Dawn M. Bennett: A premissa é insana, assim como o primeiro episódio. Adoro ter esse herói imperfeito para torcer, alguém que, apesar de ter o mundo contra ele, mostra ser uma boa pessoa. Não há como não torcer para que as coisas deem certo para ele. Emi Lo: Adoro como nada é o que parece. Os heróis são criminosos, as deusas são armas e não objetos de adoração. O episódio inicial é um espetáculo de animação que termina com sua sentença, e isso realmente me deixou ansiosa para continuar assistindo.
Dawn M. Bennett: Com Kivia, queria representar alguém firme, mas capaz de mudar de opinião. Ela é calorosa e compreensiva, embora sempre busque fazer o que é certo. Emi Lo: Para Teoritta, trabalhamos o equilíbrio entre sua postura de deusa poderosa e sua natureza inocente e brilhante. Não queria que ela soasse infantil, mas sim ingênua e luminosa.
Emi Lo: Para as cenas de introdução, buscamos um modo de falar mais formal, lembrando as deusas exaltadas. Jogamos com a linguagem para que houvesse uma divisão clara entre sua faceta poderosa e seus momentos de verdadeira inocência.
Dawn M. Bennett: Para interpretar Kivia, ajusto minha postura e falo de forma que transmita ressonância, mas também um toque de calor. Em situações simuladas, sua voz muda para um tom mais alto, refletindo seu desconforto.

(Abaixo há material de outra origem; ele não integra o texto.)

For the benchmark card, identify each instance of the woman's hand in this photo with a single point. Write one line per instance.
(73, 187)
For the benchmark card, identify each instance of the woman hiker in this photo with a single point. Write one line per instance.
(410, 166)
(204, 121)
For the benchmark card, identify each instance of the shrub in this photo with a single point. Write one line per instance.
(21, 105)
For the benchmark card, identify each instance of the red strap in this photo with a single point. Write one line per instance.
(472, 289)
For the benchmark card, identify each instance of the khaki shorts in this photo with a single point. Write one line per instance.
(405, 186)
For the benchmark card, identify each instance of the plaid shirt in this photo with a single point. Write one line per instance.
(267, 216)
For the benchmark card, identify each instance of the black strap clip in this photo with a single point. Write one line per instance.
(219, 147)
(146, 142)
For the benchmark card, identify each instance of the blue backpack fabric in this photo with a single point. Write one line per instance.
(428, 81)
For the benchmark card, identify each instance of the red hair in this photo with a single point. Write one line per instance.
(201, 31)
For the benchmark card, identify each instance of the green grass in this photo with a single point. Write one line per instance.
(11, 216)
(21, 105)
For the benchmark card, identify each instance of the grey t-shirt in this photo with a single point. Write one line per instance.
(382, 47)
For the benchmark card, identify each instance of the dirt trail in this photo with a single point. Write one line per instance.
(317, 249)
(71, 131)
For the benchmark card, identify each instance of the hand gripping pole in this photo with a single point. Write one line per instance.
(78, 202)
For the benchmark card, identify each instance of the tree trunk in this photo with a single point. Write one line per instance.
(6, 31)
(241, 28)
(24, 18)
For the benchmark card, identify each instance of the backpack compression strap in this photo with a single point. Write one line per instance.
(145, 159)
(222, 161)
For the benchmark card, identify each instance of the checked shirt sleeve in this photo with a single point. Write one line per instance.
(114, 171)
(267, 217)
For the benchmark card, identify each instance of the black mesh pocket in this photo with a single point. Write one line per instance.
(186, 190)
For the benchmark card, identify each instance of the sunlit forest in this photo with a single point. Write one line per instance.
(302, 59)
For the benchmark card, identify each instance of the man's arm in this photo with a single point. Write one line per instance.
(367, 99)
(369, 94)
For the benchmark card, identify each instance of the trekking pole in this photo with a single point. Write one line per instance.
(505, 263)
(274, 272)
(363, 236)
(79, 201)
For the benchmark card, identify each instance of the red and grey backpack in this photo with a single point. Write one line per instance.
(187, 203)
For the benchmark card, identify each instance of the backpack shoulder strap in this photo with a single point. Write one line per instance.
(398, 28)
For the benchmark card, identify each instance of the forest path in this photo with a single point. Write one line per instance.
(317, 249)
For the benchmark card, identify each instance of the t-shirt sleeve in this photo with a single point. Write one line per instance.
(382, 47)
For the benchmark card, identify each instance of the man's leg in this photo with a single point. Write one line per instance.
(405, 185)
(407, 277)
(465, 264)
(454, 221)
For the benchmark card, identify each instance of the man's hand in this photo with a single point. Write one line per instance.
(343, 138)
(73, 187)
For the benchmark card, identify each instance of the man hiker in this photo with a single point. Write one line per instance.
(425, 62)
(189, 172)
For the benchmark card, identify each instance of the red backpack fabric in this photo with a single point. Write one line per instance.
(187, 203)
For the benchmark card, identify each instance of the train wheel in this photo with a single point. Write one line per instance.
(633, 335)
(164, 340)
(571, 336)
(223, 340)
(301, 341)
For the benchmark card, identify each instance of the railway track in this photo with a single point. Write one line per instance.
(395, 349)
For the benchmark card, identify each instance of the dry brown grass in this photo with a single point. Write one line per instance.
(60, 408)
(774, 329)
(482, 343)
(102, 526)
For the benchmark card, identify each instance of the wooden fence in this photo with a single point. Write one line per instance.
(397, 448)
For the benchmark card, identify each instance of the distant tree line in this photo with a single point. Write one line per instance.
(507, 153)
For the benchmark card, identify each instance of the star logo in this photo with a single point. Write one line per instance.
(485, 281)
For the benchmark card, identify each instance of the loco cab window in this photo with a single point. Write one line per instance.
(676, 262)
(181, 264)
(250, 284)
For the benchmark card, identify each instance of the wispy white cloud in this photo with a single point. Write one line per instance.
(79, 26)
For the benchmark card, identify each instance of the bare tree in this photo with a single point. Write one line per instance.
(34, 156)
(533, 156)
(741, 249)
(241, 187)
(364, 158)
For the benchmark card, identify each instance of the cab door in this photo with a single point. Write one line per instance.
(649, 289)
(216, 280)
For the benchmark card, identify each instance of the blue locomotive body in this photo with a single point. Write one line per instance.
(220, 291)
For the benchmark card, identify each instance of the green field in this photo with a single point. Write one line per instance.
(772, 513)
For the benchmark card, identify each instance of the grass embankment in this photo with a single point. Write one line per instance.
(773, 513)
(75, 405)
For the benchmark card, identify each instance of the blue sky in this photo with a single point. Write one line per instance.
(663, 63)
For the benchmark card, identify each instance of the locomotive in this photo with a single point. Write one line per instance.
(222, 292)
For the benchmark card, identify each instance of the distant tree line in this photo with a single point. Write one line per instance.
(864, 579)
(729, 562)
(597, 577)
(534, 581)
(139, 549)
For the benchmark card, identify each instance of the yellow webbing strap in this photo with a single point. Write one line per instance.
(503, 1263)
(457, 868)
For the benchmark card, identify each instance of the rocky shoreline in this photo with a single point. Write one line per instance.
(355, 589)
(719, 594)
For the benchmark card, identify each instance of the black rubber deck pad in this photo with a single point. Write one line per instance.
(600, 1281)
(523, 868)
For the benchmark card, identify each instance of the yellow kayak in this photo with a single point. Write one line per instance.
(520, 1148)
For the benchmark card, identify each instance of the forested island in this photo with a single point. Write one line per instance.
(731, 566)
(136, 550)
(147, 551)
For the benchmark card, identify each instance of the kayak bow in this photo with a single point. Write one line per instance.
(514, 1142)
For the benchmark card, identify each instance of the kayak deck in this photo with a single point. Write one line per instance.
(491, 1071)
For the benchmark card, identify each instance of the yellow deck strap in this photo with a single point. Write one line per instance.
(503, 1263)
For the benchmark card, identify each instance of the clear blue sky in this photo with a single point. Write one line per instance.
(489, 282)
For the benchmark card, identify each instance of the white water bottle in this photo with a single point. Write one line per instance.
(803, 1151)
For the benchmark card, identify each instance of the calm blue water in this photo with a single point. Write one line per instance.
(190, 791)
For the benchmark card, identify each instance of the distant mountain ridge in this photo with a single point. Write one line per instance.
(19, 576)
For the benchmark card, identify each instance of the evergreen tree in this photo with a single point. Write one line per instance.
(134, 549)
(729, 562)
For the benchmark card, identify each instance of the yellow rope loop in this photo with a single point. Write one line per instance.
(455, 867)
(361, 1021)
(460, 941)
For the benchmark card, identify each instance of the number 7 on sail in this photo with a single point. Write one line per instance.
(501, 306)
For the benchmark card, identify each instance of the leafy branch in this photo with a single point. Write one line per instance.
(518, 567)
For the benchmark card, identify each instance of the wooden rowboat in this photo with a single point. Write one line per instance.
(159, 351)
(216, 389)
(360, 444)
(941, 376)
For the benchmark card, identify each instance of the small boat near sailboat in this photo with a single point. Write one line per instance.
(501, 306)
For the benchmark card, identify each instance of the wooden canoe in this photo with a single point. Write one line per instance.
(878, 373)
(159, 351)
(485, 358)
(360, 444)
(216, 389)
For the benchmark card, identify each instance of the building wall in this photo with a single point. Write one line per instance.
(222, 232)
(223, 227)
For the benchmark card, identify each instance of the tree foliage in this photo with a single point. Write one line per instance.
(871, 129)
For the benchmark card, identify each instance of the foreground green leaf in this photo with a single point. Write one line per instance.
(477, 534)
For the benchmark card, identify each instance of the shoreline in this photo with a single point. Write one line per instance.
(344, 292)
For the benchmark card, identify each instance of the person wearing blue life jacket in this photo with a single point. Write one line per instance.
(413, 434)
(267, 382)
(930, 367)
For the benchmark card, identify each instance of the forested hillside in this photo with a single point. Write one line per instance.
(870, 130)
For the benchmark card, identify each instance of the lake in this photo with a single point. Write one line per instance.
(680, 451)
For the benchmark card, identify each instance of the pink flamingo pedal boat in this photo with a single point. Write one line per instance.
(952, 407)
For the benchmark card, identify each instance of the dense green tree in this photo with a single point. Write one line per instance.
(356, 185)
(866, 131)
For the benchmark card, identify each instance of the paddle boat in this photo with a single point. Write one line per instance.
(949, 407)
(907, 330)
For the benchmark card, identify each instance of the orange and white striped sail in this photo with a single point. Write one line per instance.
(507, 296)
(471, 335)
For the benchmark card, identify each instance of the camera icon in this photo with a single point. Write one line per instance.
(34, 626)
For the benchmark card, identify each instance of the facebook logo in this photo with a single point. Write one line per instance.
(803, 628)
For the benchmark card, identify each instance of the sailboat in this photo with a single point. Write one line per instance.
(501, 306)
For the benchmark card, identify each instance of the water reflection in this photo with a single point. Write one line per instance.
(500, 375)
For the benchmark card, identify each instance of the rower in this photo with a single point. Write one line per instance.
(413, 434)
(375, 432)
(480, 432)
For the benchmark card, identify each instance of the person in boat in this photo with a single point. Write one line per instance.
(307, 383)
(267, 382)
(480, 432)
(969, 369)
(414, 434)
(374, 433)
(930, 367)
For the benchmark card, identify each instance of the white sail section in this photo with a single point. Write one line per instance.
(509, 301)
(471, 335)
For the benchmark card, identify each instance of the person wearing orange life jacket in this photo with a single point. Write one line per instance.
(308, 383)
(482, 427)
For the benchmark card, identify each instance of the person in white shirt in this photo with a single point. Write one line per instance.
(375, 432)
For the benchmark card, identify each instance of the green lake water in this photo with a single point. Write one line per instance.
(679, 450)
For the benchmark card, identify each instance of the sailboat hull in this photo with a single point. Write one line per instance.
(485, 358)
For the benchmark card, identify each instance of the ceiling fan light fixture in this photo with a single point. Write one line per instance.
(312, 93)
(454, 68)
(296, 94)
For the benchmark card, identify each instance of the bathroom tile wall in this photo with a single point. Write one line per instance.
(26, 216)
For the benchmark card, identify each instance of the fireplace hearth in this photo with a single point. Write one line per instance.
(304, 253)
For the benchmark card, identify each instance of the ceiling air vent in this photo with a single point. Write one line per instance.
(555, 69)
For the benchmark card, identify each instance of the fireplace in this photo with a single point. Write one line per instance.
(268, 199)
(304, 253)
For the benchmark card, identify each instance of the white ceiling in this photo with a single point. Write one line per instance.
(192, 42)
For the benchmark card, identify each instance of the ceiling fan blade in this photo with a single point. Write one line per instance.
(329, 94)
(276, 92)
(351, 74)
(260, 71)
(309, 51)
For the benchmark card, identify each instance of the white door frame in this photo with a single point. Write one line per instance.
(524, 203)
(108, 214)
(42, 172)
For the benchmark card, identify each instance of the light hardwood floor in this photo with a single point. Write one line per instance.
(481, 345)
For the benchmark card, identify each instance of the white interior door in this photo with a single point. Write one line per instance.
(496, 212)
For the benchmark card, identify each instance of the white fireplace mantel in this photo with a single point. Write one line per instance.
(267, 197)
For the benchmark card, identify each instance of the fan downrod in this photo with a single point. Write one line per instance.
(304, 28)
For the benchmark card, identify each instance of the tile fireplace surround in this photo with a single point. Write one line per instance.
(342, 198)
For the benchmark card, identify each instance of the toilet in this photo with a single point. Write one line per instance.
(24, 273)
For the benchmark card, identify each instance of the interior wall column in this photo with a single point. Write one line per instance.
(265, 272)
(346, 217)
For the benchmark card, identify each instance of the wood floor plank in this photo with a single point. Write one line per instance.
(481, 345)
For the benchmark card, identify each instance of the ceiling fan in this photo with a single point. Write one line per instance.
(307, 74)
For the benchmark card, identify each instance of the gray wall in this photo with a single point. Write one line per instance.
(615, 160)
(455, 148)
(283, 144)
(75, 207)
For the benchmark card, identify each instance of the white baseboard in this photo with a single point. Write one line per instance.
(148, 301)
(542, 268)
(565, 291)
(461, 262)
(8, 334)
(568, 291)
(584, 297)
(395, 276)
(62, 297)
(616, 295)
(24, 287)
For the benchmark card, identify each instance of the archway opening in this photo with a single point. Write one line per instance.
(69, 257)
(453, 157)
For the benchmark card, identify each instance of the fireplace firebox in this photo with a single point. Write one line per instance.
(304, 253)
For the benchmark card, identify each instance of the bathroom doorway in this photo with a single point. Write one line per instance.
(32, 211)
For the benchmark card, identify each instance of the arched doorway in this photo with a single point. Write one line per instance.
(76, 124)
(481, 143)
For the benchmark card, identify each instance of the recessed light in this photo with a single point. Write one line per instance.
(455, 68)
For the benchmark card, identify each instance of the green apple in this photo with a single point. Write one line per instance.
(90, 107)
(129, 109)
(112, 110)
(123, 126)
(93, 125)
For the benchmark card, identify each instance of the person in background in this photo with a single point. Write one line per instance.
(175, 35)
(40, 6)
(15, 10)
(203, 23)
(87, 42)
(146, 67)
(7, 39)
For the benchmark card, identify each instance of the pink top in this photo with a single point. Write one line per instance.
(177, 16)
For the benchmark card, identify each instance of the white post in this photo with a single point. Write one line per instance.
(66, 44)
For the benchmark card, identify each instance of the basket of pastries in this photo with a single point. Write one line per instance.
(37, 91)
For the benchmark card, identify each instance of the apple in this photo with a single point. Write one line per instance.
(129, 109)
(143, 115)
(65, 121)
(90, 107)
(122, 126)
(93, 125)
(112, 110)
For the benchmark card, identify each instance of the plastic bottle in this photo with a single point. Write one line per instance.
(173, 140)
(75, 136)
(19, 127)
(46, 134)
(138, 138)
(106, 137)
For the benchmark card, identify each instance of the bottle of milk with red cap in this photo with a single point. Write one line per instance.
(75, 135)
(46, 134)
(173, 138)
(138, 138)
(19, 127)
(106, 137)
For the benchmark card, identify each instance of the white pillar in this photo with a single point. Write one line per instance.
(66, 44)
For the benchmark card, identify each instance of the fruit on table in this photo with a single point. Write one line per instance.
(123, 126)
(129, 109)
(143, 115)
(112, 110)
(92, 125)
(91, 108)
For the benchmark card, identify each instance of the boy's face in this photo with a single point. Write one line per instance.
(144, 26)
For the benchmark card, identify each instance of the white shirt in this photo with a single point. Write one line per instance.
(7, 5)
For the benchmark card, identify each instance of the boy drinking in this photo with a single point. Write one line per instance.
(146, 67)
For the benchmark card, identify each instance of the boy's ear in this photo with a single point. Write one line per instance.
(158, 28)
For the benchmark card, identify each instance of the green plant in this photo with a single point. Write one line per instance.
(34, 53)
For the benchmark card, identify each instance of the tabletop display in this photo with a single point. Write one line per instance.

Dawn M. Bennett: Em cenas de ação, é importante incorporar a fisicalidade, mesmo que isso signifique evitar o microfone (risos). Emi Lo: Eu me movo bastante nas cenas mais enérgicas, o que às vezes faz com que eu me afaste do microfone acidentalmente.
Emi Lo: O maior desafio foi encontrar e manter os três modos distintos de Teoritta: deusa, modo de batalha e modo “gremlin”. Dawn M. Bennett: Com Kivia, descobrir suas dinâmicas, especialmente em cenas com seu tio, foi divertido. Ela é mais humilde e respeitosa nessas interações, mostrando um lado diferente de sua personalidade. Agradecemos a Emi Lo e Dawn M. Bennett por compartilharem suas experiências em “Sentenced to Be a Hero”, que está disponível na Crunchyroll.